In the midst of the ongoing debate over community safety policies, the editorial board of leading Spanish language outlet La Opinion weighed in last week, lending a much needed perspective.  The piece is a must read and puts the tragedy in San Francisco in context: it is the byproduct of a broken system and an unintended consequence of Congress’ failure to address meaningful immigration reform.

The full piece is available online here and follows below: 

The murder of Kathryn Steinle at the hands of an undocumented man in San Francisco reflects the communication problems, the erred decisions and the obsolescence of the current immigration system. The easy answer – to avoid dealing with the underlying problem – is to eliminate all sanctuary cities, but this reasoning fails to understand why they were created in the first place.

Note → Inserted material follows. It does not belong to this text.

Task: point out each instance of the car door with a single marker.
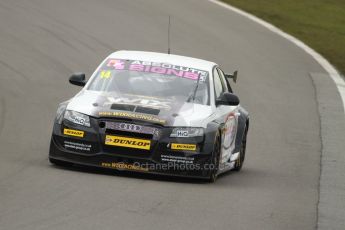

Suspect Juan Francisco López-Sánchez, who was first detained for an old drug charge, had a long criminal history that would have called for him to be handed over to Immigration and Customs Enforcement for deportation. However, after some legal consultation, San Francisco sheriff Ross Mirkarimi decided not to do so. The facts have proven that this was a crass mistake.

It could be argued that the crime would not have happened if López-Sánchez would have been deported the same way you could say that, if immigration reform had been approved by now, the rules would be clear for local authorities and this man would not have been let go. The local and immigration authorities’ discretionary use of authority has led to the release of felons who became repeat offenders, albeit less frequently than the nation’s average. This reflects the results of several other studies that show that immigrants tend to commit less crime than people born here.

Still, all of this falls on deaf ears who only understand murders committed by undocumented as a confirmation of a stereotype, and who point at these cases to justify that Congress should take strong action eliminate sanctuary cities. Moreover, a measure currently in the House of Representatives seeks to cut Homeland Security funding allocated for these cities.

These critics do not listen to the police departments in those cities either, who stress the need to establish a relationship of trust with immigrant communities so that people are willing to cooperate in crime investigations without fear of deportation. This legislative blindness provide for public safety measures that sound good on paper but turn out to be dangerous in real life.

The easy route is to panic over the San Francisco murder. The hard route is to acknowledge that immigration reform could have prevented a crime such as this one, without the need for sanctuaries or executive orders. However, to understand that, a leadership is needed that is currently nonexistent in Congress.